Sausalito to San Diego: While this leg is to get the boat to San Diego to sail in the Baja Haha, it’s also serving a larger purpose. We are using it as part of the qualifications for myself and another instructor to get our Offshore Passagemaking instructor certification from ASA. To meet that requirement, we are sailing offshore and out of sight of land for most of the trip, and using Celestial Navigation and Dead Reckoning, and only using GPS to check our work. We also have to do a number of drills while we’re sailing, the major ones being simulated dismasting and jury rigging, and simulated rudder loss and steering by sail trim alone. We will probably make one stop on the way down, at Santa Catalina Island, so we can also working out the timing and details for running this as a class with students next year.
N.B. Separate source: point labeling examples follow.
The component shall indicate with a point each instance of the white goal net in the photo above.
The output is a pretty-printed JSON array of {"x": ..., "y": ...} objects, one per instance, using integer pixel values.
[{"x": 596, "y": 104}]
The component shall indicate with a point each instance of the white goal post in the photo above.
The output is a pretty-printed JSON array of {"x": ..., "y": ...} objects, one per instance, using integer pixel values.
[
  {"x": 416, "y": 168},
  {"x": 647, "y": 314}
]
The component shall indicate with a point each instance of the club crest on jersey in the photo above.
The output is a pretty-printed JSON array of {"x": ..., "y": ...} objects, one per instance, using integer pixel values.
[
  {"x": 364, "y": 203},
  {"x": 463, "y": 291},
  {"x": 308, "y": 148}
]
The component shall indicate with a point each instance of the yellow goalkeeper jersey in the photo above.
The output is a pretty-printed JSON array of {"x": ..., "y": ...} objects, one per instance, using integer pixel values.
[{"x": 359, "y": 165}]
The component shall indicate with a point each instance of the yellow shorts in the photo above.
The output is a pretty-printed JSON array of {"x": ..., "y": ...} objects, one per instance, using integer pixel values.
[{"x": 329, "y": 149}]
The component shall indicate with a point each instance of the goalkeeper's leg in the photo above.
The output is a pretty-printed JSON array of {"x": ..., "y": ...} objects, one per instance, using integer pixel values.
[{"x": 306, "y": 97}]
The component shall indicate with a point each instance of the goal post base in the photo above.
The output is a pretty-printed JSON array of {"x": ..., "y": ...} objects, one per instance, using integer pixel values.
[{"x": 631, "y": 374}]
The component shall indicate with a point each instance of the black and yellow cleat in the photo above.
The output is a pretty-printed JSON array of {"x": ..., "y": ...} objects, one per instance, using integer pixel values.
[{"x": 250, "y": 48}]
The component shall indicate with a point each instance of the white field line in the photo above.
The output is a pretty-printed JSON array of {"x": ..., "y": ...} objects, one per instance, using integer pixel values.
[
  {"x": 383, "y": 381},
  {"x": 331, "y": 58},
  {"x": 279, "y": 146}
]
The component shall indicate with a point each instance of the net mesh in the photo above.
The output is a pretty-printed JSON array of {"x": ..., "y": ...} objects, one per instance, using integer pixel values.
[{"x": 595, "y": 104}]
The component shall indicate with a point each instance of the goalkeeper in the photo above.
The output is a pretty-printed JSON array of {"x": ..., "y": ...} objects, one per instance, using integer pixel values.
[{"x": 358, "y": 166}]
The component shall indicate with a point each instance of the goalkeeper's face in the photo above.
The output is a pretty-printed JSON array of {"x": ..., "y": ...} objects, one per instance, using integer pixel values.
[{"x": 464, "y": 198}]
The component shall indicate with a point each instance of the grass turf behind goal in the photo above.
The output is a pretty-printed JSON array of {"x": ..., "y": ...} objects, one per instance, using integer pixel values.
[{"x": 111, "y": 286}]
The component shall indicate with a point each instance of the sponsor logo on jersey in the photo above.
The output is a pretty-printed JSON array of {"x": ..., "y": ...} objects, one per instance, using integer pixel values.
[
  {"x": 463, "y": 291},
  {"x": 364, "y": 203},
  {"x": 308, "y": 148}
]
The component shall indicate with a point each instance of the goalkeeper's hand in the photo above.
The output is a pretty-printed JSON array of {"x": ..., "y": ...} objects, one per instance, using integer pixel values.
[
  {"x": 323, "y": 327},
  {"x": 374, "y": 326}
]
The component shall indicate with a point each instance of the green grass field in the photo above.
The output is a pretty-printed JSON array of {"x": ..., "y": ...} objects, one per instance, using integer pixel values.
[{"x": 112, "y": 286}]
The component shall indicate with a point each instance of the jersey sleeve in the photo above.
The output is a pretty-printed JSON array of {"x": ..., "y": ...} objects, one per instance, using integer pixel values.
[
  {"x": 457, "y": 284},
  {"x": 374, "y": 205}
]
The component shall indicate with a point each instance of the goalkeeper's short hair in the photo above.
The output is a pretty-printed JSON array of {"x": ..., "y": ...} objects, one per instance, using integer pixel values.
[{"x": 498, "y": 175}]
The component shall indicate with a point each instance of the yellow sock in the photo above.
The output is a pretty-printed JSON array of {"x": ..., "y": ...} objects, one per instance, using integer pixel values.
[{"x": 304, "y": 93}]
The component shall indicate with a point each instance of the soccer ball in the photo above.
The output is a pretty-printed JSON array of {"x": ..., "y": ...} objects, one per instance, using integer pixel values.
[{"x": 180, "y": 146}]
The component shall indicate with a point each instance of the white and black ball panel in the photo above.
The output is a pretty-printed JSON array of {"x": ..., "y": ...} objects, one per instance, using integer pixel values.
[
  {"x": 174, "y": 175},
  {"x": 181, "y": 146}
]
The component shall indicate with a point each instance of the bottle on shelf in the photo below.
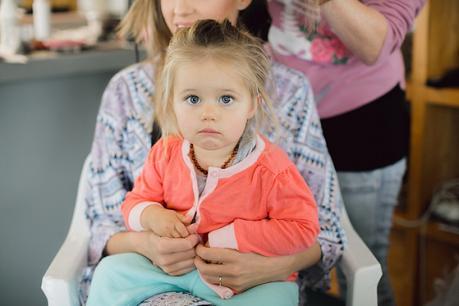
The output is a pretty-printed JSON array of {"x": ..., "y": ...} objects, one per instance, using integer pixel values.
[{"x": 9, "y": 28}]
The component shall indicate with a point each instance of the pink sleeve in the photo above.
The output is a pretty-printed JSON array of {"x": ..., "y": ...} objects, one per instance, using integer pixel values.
[
  {"x": 147, "y": 187},
  {"x": 400, "y": 15},
  {"x": 292, "y": 225}
]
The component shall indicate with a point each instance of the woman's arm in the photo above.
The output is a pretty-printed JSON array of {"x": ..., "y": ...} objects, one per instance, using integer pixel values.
[
  {"x": 362, "y": 29},
  {"x": 241, "y": 271}
]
Baja Haha: This is the annual cruisers rally from San Diego to Cabo San Lucas, with stops in Turtle Bay and Bahia Santa Maria on the way south. Right now there are over 150 boats registered for the event.
Cabo San Lucas to La Paz: After we’re done at the end party for the Baja Haha, we take a few days to get the boat up to La Paz, and check out a couple things on the way in preparation for the trip back down.
La Paz to Cabo San Lucas: This is the only portion of the trip with paying customers. The trip is 11 days total, with a day in port on each end. We will visit the islands north of La Paz, and then work our way down the west coast of the Baja Peninsula back to La Paz. More info can be found on the Modern Sailing website at https://www.modernsailing.com/article/sea-cortez
Cabo San Lucas to Los Angeles: Los Angeles in this is being used as a general reference. This is another part of the trip that will be used for Offshore Passagemaking instructor certification. The goal is to have the journey be over 1000 nautical miles, and once again be all celestial navigation and dead reckoning. That puts us making landfall in either Santa Catalina or Long Beach. At the end of this leg, I get off the boat, and hop on a bus or train and come back home.
Los Angeles to Sausalito: This leg will probably be run close to the coast and run with standard modern navigation, and quite possibly port hopping the way up. At this point, this leg is also a bit short handed, soI’m guessing everyone will be pretty tired at this point, and just wanting to be home.